As I went to get in the car, I “ranted” to my husband about my morning. (He had been outside and missed all of the fun.) He doesn’t want to hear me rant. It doesn’t put him in a happy place either. In fact, it’s really unfair to him. I knew that the things that I was upset about were a waste of energy. I realize that they are “just life.” The question is…what am I suppose to do with those physiologically-based emotions that well up inside of me? I can’t throw things or break things. I’m not supposed to yell at my children or scream and curse. No one wants to hear me rant (me neither!). I do tell God how I feel. I tell Him that I know He’s promised to supply all my needs, and I believe that means my emotional needs as well. I have my quiet time every day; I journal every day; I work out every day; I take my medication every day; I shower every day. I do all of the things that I’m “supposed” to do, but nothing seems to work. I try to talk to myself, but I must not say the right things.
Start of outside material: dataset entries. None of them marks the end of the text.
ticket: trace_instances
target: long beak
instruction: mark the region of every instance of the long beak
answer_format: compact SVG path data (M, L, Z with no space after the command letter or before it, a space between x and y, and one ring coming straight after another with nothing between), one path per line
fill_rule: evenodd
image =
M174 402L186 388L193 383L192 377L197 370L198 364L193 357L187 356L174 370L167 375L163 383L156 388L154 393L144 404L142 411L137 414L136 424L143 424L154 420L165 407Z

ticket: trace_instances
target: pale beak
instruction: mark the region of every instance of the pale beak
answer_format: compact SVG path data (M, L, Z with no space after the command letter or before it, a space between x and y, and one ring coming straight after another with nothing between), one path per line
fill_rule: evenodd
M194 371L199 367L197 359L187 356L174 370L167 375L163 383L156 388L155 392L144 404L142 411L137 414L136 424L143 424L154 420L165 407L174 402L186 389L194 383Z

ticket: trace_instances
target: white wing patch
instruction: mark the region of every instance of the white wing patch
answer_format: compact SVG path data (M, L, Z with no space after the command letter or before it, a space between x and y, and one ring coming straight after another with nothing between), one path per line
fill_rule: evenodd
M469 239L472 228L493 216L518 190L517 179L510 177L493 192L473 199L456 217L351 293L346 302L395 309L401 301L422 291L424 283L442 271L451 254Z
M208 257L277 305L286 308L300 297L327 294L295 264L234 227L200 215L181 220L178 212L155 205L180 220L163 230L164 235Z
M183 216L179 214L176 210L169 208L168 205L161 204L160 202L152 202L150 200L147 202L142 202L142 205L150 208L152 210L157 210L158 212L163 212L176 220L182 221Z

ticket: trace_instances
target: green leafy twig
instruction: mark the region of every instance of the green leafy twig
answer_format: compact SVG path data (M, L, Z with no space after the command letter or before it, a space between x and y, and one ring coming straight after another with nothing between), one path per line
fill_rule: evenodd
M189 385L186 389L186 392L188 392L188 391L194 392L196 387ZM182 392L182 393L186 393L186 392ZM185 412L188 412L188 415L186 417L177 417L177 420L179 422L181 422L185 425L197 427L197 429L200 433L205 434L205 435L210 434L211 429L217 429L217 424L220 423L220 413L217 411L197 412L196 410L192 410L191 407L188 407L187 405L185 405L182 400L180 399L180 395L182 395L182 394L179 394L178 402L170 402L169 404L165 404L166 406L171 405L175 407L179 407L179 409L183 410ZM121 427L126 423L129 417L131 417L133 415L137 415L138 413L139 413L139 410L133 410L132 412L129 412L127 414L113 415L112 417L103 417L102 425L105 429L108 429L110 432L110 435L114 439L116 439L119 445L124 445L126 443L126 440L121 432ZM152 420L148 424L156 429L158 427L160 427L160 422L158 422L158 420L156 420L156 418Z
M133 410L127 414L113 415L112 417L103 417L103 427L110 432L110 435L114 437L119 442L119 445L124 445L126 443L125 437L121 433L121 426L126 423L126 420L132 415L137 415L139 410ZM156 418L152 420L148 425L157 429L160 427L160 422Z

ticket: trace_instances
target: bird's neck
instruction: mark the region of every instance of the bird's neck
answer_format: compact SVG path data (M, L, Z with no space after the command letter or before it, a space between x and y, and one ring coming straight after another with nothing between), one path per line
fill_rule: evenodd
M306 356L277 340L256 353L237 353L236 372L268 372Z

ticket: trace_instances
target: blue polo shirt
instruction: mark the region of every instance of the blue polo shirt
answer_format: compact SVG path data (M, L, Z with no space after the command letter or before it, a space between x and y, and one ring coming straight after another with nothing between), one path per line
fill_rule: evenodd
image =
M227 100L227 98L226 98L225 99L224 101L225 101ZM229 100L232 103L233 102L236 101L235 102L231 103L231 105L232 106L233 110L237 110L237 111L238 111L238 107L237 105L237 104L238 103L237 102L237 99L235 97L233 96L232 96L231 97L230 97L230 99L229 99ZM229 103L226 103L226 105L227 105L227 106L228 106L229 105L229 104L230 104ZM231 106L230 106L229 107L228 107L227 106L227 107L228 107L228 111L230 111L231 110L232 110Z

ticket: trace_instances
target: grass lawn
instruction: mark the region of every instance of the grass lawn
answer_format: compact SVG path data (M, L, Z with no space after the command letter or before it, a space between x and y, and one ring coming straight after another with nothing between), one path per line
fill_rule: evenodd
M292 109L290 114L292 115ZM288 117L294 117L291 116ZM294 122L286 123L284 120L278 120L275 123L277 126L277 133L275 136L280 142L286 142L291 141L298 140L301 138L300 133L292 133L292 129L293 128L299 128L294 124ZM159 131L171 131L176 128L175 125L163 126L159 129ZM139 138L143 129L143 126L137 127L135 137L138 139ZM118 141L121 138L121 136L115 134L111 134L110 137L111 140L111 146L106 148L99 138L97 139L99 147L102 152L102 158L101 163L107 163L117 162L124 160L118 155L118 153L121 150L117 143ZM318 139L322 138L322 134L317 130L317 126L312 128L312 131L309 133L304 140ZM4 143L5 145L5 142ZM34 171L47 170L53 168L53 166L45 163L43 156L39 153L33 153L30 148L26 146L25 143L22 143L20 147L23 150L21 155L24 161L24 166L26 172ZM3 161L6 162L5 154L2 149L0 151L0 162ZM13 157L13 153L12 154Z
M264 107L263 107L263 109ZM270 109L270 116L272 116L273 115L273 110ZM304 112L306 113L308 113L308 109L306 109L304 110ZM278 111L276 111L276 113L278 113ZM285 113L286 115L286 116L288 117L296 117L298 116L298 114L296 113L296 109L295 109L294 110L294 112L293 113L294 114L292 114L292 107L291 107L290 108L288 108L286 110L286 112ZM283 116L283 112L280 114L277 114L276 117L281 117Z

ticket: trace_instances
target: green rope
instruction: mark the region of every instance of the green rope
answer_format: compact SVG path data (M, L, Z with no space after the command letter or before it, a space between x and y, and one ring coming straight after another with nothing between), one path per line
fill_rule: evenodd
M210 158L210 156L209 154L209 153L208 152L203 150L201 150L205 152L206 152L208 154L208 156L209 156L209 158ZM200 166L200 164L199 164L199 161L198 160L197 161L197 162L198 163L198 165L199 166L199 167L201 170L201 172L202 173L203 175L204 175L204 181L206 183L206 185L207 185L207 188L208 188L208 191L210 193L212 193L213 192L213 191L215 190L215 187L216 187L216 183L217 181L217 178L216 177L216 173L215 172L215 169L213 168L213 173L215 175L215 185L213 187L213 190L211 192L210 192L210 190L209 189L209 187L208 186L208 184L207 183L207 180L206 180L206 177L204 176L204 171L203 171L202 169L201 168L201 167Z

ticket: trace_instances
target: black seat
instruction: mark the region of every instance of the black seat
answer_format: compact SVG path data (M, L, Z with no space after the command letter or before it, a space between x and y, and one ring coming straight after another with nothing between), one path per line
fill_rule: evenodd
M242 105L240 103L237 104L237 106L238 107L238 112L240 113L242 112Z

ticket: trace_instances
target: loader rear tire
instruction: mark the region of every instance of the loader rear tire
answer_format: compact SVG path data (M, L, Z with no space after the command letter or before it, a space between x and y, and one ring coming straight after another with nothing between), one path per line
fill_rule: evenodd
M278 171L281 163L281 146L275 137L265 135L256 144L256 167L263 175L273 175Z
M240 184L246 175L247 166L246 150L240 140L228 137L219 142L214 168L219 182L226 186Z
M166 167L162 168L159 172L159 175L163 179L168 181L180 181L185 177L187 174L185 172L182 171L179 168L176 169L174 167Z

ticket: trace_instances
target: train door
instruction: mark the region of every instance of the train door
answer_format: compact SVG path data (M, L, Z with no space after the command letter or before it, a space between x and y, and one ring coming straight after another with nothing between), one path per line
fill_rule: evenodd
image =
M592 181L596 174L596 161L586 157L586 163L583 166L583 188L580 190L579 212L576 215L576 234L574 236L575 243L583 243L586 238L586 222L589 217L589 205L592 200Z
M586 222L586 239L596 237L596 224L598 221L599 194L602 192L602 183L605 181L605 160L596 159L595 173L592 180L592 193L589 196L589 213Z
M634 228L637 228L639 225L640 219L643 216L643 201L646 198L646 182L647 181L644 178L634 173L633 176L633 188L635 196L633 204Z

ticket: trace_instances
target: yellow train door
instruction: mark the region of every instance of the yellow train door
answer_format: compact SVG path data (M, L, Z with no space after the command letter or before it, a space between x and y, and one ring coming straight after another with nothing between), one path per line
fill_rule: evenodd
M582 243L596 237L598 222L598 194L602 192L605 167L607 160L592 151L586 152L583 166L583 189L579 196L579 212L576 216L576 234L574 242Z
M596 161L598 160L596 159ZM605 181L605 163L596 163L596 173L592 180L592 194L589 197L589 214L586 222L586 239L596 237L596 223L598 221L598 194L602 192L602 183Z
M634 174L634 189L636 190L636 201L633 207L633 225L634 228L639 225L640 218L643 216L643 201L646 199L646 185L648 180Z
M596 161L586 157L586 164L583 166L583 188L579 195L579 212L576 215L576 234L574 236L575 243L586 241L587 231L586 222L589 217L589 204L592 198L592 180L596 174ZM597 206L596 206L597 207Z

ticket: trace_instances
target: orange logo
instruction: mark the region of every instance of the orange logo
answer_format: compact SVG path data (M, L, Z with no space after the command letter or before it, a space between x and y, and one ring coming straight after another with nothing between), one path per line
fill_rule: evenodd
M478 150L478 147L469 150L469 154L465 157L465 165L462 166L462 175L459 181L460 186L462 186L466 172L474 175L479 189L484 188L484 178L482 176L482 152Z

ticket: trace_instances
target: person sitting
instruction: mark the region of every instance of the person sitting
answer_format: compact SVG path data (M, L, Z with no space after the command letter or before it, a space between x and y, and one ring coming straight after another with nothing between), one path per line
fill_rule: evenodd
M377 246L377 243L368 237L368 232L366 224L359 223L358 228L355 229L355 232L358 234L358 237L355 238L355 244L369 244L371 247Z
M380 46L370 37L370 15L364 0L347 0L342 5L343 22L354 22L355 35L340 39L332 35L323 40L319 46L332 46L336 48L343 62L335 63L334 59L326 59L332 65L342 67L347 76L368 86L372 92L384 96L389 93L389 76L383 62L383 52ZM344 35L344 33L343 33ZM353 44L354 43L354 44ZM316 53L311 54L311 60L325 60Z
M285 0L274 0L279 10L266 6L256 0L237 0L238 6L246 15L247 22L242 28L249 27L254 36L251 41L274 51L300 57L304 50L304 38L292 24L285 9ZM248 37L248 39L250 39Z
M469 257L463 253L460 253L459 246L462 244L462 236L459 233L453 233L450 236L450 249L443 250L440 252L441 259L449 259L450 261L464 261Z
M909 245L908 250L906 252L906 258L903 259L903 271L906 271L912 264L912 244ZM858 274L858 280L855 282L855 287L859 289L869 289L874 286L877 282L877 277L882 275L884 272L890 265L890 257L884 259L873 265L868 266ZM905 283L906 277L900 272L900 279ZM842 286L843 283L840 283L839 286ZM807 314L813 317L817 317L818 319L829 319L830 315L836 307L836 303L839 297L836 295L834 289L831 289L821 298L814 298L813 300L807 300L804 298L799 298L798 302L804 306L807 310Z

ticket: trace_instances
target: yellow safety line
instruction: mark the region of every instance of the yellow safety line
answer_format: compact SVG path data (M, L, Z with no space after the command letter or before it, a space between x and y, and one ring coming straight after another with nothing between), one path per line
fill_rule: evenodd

The bottom line is that I can’t handle “multi-tasking” life. I can’t handle the noise around me - the TV, the fan in the bathroom, the elevator music on the phone while I wait, the kids talking and playing, etc., etc. Do I have to go live on a deserted island somewhere to keep from throwing two year old tantrums? I have everything I’ve ever wanted in my whole life, and I love where we live. I love my husband and my four adorable children. I have a beautiful home with a little shopping money on the side. I have my good friend Amy here so I’m not alone and friendless. I’m even beginning to make other friends. God and I are on good terms most of the time. I spend time talking to Him and reading His Word (and not listening enough, I’m sure!). Even with everything in my life being so good, I have a chemical imbalance in my body that makes me “crazy,” and I HATE IT!!!!!! Is it the thorn in my flesh that Paul talks about (or the thorn in my poor family’s flesh?) or is it immaturity on my part? I don’t know, but I’m pretty damned tired of it!